There are always a few items we’ve read during a week that deserve more attention but don’t make it into our regular posts. So we bundle them for the Friday roundup.
Here’s this week’s bundle:
FiveThirtyEight: The Rising Unemployment Rate is Good News
The labor force grew by nearly 400,000 people in March, and the participation rate — the share of adults who are either working or actively looking for work — rose for the fourth month in a row, the first time that’s happened since 1992.
Nielsen (PSBJ commentary): Focus on ‘how’ we fund schools, not ‘how much’
The question is not so much about the need for more money, but rather the need to re-examine how we allocate the money we now spend. There is very little data to support the contention that spending more money will, by itself, yield greater academic gains. We have been trying that for decades with no meaningful progress.
There are numerous states and districts that spend far more per child than do we, and their results are worse — Newark, New Jersey, comes immediately to mind. They spend well over $20,000 per-child per-year and have abysmal results.

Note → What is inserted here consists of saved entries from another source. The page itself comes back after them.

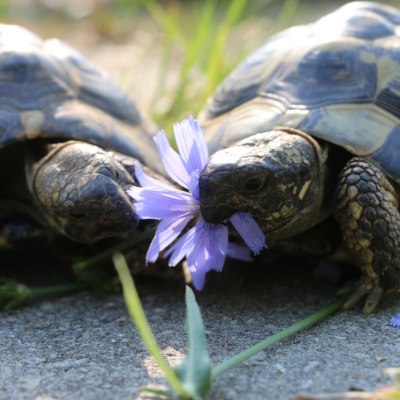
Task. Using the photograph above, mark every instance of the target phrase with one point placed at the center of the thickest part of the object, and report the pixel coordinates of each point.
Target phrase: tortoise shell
(337, 79)
(50, 91)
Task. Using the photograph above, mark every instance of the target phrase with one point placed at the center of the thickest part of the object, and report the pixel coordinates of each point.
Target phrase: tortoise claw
(356, 296)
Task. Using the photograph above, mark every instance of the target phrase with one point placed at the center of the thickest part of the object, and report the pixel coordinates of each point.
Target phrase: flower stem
(298, 326)
(137, 314)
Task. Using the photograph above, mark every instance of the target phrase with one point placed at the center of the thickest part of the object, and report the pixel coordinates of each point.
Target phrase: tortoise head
(277, 176)
(81, 191)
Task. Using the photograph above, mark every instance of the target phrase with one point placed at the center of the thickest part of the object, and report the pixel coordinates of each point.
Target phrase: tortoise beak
(214, 189)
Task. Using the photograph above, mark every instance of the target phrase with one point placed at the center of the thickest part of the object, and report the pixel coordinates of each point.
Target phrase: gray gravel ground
(85, 347)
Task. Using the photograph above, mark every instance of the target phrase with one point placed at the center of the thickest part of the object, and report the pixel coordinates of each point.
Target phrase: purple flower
(395, 321)
(204, 245)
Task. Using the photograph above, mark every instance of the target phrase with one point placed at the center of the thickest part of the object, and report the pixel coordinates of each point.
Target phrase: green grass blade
(291, 330)
(137, 314)
(167, 21)
(195, 370)
(216, 68)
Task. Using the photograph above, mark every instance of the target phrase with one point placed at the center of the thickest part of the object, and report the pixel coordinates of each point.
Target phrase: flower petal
(157, 203)
(209, 251)
(167, 231)
(191, 144)
(249, 231)
(395, 321)
(148, 181)
(181, 248)
(171, 160)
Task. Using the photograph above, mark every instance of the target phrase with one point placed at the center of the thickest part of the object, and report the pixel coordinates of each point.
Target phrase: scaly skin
(367, 211)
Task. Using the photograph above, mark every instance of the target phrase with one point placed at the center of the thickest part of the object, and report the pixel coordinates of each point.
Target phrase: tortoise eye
(254, 184)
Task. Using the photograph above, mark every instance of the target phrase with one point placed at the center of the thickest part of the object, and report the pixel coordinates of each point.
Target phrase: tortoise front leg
(367, 211)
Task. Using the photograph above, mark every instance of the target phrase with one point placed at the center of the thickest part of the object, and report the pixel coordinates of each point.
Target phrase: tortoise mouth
(216, 214)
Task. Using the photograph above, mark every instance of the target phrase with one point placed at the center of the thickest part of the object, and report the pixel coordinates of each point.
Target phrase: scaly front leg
(367, 211)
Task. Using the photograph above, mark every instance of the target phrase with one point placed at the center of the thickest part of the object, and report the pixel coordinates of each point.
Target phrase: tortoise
(69, 140)
(306, 131)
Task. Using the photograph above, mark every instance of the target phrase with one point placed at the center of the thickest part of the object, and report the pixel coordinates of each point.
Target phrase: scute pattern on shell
(49, 90)
(337, 79)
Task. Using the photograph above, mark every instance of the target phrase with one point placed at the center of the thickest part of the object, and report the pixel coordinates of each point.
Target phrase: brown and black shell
(337, 79)
(50, 91)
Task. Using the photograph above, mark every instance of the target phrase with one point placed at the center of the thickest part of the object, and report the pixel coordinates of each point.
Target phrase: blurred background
(169, 55)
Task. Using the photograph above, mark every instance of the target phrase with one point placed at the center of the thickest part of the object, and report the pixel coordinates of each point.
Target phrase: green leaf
(136, 312)
(194, 371)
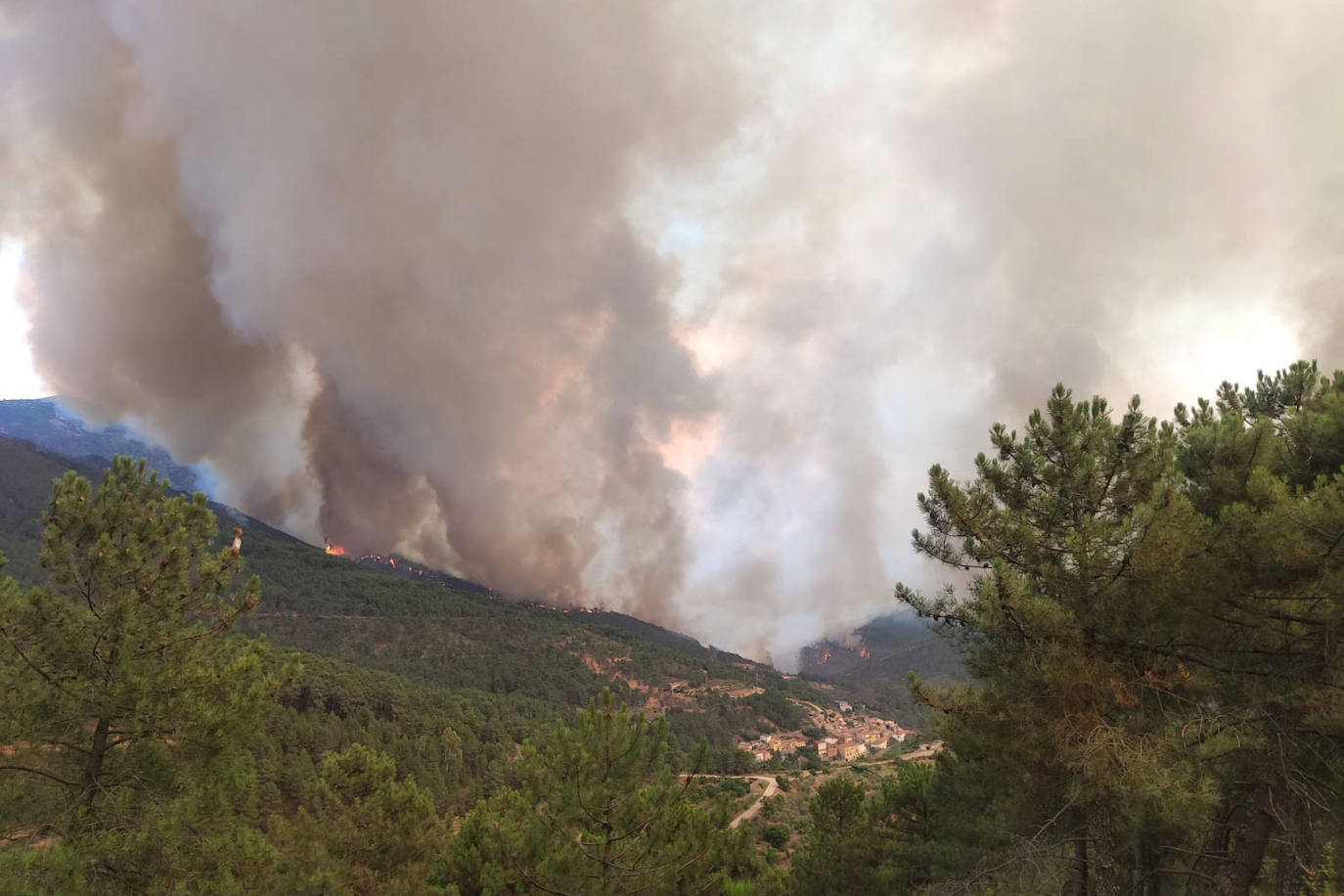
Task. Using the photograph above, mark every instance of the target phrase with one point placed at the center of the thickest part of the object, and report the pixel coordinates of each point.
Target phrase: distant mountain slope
(450, 637)
(53, 428)
(873, 664)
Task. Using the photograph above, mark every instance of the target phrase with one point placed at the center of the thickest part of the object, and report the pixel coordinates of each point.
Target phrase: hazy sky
(664, 306)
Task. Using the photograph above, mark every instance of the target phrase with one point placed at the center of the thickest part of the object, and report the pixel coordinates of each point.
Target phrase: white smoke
(664, 306)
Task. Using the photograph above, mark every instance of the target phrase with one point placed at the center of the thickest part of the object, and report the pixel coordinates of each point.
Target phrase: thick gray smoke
(664, 306)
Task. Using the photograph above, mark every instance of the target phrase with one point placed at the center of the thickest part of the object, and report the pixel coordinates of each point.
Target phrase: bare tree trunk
(1109, 878)
(93, 769)
(1078, 877)
(1213, 853)
(1251, 837)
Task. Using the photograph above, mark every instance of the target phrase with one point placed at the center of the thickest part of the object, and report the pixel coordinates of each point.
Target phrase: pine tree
(1067, 532)
(599, 812)
(125, 701)
(360, 830)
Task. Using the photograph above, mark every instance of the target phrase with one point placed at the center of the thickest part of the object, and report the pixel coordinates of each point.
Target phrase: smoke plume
(661, 306)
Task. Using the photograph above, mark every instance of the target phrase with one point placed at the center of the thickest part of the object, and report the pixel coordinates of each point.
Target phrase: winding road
(772, 786)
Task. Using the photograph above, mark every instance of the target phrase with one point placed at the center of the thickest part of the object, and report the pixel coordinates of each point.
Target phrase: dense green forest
(1150, 610)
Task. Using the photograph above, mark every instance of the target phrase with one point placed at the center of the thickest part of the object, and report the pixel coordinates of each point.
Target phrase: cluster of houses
(847, 735)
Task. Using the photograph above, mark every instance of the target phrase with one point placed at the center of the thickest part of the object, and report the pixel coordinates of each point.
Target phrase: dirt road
(750, 812)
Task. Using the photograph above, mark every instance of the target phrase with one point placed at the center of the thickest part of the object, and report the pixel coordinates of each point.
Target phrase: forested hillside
(1150, 621)
(450, 637)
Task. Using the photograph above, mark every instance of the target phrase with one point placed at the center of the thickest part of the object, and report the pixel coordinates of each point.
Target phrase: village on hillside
(837, 734)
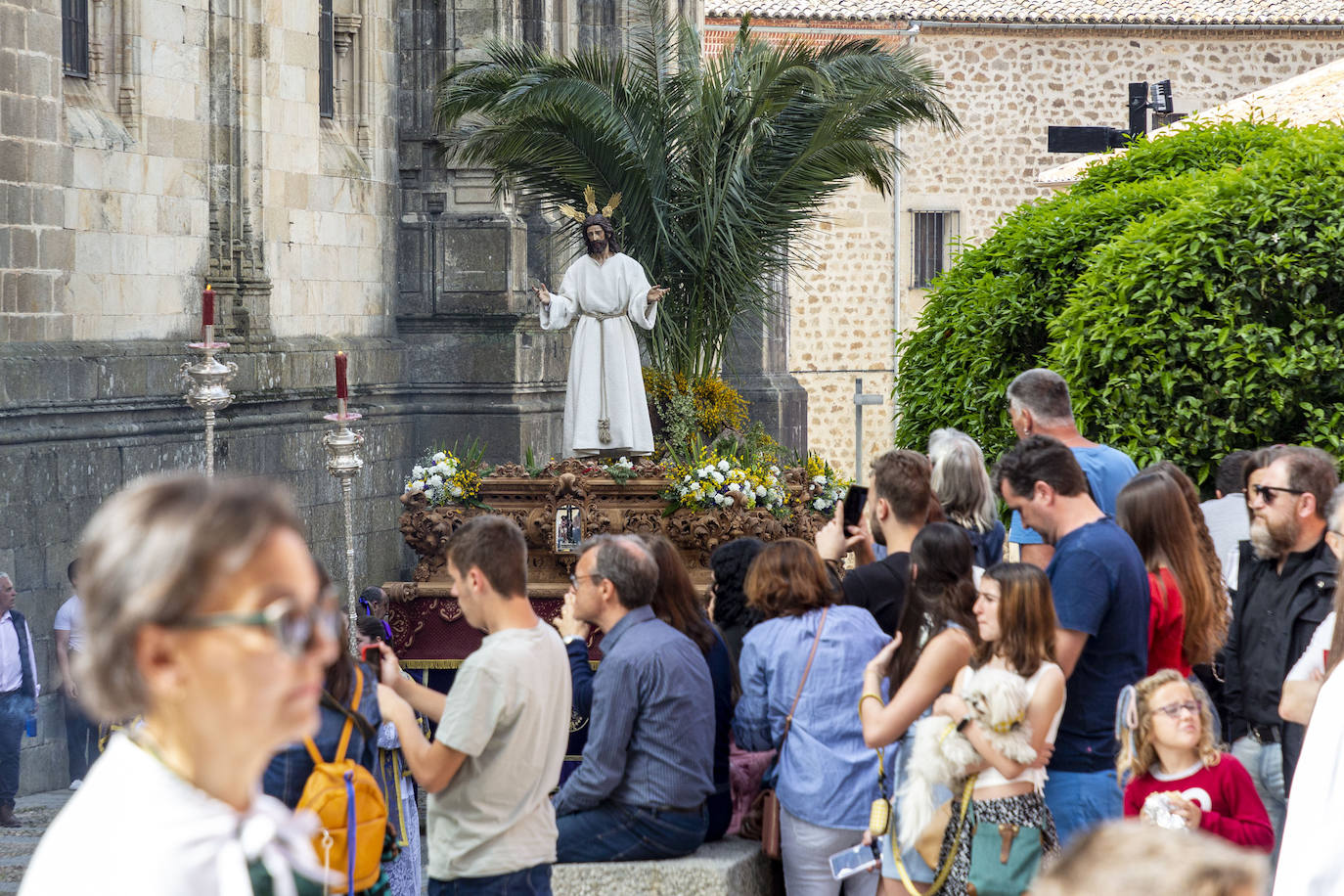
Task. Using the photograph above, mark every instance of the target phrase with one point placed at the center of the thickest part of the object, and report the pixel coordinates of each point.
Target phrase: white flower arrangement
(826, 486)
(444, 478)
(721, 482)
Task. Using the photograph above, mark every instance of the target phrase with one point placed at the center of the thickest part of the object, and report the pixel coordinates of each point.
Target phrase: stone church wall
(119, 197)
(1007, 85)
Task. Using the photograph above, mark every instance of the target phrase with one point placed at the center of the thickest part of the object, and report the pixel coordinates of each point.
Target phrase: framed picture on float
(568, 528)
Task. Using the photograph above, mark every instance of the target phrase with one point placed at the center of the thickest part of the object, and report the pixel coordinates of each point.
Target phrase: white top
(70, 618)
(510, 712)
(137, 828)
(1311, 861)
(1314, 659)
(991, 777)
(11, 670)
(613, 287)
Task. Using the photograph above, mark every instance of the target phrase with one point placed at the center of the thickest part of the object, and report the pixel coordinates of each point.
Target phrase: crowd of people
(1167, 658)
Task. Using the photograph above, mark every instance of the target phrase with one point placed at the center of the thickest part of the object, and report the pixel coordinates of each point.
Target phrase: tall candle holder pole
(343, 461)
(207, 387)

The Lens: Charter Schools Rescue Bill Will Stand
“The question from here is will we shift gears and think of these as another type of public school,” said Robin Lake, director of the UW Center for Reinventing Public Education. Leaders could help set that tone of moving beyond labels, she said, by placing equal importance on charter school students.
New Geography: Aristocracy of Talent: Social Mobility is the Silver Lining to America’s Inequality Crisis
What is the future trajectory of wealth in America? One thing seems certain: the twin tech capitals of Bay Area and Seattle, now home to nine of the 400, are likely to expand their reach. One clear piece of evidence is age; people generally do not get richer when they retire. In contrast, virtually all self-made billionaires under 40 are techies.
Seattle Times op-ed: Follow the pho: An update on Seattle’s minimum wage impact
While prices in most sectors — grocery stores, gas stations, drugstores and other retail outlets — showed minimal changes last year, restaurant prices increased by an average of 7.7 percent.
If Seattle’s pho providers — and other restaurateurs — survive by cutting back hours, charging more, serving smaller portions or skimping on service, that’s bad news for customers. If customers react by cutting back on their patronage, this could eventually harm workers and business owners alike.
Washington Post Wonkblog: The $15 minimum wage sweeping the nation might kill jobs — and that’s OK
“Why shouldn’t we in fact accept job loss?” asks New School economics and urban policy professor David Howell, who’s about to publish a white paper on the subject. “What’s so bad about getting rid of crappy jobs, forcing employers to upgrade, and having a serious program to compensate anyone who is in the slightest way harmed by that?”